The Prince of Soul and the Lighthouse by Fredrik Brouneus
This is Turning Into the Magic Mushroom Version of the Da Vinci Code…
The Prince of Soul and the Lighthouse (2013) is a quirky, funny, thought-provoking story by New Zealand/Swedish author Fredrik Brouneus, told in very colloquial first-person narration by George Larson, an eighteen year old high school student whose life is about to get very strange. Content with his dreams of becoming a soul singer and hooking up with the beautiful exchange student Kaisa, George is a fairly typical teenager who grows increasingly baffled by a series of strange signs. Spiders and ants spell out messages. Sheep and geese formations point out directions. He’s having reoccurring dreams of his deceased grandfather turning up at his house and trying to send him out on an important mission, that he must “put out his lighthouse.” George has no idea what any of it means and is even more befuddled when he comes downstairs one morning to find a Tibetan monk sitting at the table, insisting that they go in search of this mysterious “Lighthouse” together.
Along with Tenzin the monk and Kaisa his would-be girlfriend, George sets off on a field trip across New Zealand, following a series of natural signs in the hope that eventually he’ll get some answers. To say much more would be to give away most of the twists and turns that are prevalent throughout the story; suffice it to say that reincarnation is a factor, and George is a particularly significant individual with an important task to complete. Along the way he’s helped and hindered by friends and enemies, most of which are difficult to tell apart, and forced to confront several truths about life, the universe and the philosophies that govern both.

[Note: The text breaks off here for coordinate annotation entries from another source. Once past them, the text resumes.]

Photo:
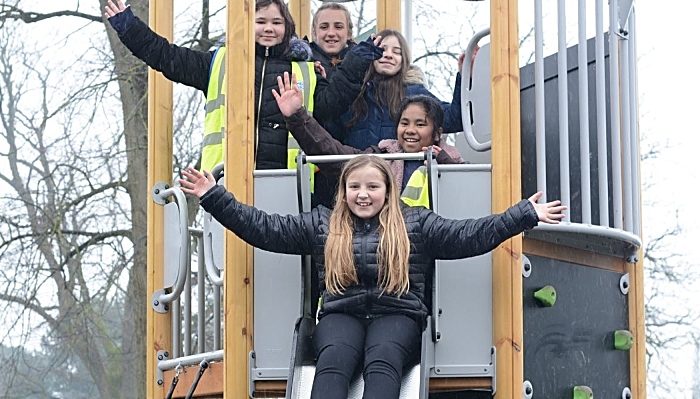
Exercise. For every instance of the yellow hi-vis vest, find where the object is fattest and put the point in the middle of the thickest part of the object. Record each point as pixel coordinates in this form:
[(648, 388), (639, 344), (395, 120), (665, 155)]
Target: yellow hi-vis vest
[(416, 191), (306, 82), (213, 142)]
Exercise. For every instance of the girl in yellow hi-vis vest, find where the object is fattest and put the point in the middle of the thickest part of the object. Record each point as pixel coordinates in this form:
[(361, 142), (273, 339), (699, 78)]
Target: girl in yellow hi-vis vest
[(419, 127), (373, 256), (276, 49)]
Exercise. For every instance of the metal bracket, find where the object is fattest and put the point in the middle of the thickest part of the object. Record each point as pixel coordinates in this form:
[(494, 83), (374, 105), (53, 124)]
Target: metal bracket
[(527, 267), (161, 355), (158, 305), (625, 283), (157, 188), (495, 374), (251, 368)]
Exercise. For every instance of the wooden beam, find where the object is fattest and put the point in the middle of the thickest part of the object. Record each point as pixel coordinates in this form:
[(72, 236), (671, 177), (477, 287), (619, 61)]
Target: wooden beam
[(301, 12), (389, 15), (507, 258), (238, 158), (574, 255), (160, 166)]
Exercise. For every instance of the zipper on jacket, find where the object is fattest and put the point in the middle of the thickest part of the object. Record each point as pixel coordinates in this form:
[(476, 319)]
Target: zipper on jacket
[(368, 292), (257, 121)]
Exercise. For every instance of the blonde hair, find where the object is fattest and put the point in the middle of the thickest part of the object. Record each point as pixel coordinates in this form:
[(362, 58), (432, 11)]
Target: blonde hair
[(333, 6), (394, 246)]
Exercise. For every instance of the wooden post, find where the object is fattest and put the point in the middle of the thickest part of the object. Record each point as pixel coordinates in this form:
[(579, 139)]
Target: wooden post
[(238, 158), (301, 12), (389, 14), (507, 258), (637, 319), (160, 165)]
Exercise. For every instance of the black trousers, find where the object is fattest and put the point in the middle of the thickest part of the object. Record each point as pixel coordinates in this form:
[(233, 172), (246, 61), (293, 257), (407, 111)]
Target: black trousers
[(384, 345)]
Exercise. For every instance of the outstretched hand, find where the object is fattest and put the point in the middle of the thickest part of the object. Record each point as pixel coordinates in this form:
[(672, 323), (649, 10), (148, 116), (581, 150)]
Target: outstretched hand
[(112, 9), (196, 183), (549, 212), (290, 98)]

Throughout the course of the novel, Brouneus explores several themes concerning the nature of the mind, body and spirit and their relationship to each other. Rather than present these concepts through a series of info-dumps, Brouneus gradually introduces each to George over the course of the story in an attempt to (in Tenzin’s words) “stretch his mind” along with the reader’s. As George gradually comes to terms with each new idea, Brouneus’s unique writing techniques, such as script-like dialogue between the soul and the brain, become less like jokes and take on a deeper meaning when they’re united with the philosophy he’s attempting to share. It’s through George’s hectic narrative that the ideas of the story are presented to the reader, and it’s his very down-to-earth voice that allows them to be clearly understood.
Not all the questions are answered and not all the characters’ motivations are fully fleshed out. As one of them says: “Did you expect some sort of explanation? Were you waiting for the extensive and oh-so-boring bad guy monologue at the end of the movie so that everything falls into place? Forget it; this is reality, things don’t get explained.” Plenty of holes are left in the story, but then, Brouneus doesn’t pretend that this isn’t so. George’s experiences are confusing and patchy, but the central theme of his past lives and his important mission keeps the story coherent, as does the rapid pacing.
Along with irreverent footnotes and quirky sense of humor, The Prince of Soul and the Lighthouse is a blend of spiritualism, thrills, zombies, metaphysics, secret agents, revelations and albatrosses. It’s an unusual book, and not one that’s easily forgettable.